A question please: I have a similar situation as the following:
.Match(Span.EqualTo("while"), LangToken.While) that match 'whileRunning'

I have created this helper method:
public static TextParser BuildTextParserEqualTo(string equalTo)
{
return Span.EqualTo(equalTo);
}

That I call from here:
var tokenizerBuilder = new TokenizerBuilder();
tokenizerBuilder.Ignore(Span.WhiteSpace);
tokenizerBuilder.Match(BuildTextParserEqualTo("and"), InputToken.And);
tokenizerBuilder.Match(Span.NonWhiteSpace, InputToken.None);
return tokenizerBuilder.Build();

But the "and" would get matched in this text: "aaa bbb ccc andDDD" - unwanted in my case unfortunately.

How do I get it matched for only the "and" in: "aaa bbb ccc and DDD", i.e. only for a stand-alone word / token?

(I tried the Regex approach as well, but that also seems to ignore the $ at the end of my expression)

Any help would be much appreciated.

Sry for barging in... I've got a remark to @SuperJMN comment on keyword parsing.

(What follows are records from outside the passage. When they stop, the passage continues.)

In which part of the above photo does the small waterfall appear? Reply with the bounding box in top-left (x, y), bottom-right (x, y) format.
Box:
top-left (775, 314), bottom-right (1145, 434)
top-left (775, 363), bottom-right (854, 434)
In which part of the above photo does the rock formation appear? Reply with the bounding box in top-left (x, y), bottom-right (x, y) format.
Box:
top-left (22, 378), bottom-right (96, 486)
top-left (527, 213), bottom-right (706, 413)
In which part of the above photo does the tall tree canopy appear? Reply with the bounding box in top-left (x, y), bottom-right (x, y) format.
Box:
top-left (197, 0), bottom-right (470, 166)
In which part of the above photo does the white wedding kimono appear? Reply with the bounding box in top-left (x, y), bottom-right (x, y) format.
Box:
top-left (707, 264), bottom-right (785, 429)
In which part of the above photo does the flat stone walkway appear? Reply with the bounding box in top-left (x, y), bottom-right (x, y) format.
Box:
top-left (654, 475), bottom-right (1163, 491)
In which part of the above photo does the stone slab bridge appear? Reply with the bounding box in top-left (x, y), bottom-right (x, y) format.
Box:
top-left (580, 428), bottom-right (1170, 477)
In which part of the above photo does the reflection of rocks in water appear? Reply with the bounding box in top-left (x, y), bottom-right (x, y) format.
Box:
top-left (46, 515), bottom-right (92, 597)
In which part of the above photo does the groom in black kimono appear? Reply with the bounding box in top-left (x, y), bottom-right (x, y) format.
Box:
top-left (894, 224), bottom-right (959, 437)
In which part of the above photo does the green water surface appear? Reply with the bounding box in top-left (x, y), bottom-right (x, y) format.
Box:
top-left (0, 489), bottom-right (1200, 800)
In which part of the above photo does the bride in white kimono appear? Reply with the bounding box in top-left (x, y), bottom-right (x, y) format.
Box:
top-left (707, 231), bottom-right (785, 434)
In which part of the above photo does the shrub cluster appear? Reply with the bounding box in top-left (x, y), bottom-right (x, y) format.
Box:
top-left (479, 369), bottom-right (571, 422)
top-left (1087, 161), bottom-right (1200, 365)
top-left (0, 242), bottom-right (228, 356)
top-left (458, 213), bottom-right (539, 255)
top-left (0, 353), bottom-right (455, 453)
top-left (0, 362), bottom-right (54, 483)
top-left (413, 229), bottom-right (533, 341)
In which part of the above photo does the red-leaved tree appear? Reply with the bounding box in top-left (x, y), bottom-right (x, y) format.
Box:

How would you build a parser for this:

if whileRunning == true

so it is generating these tokens:

- LangToken.If
- LangToken.Whitespace
- LangToken.Identifier
- LangToken.Whitespace
- LangToken.DoubleEqual
- LangToken.Whitespace
- LangToken.True

because (I think, didn't try)

builder
    ...
    .Match(Span.EqualTo("while"), LangToken.While)
    ...

will match the whileRunning identifier as LangToken.While?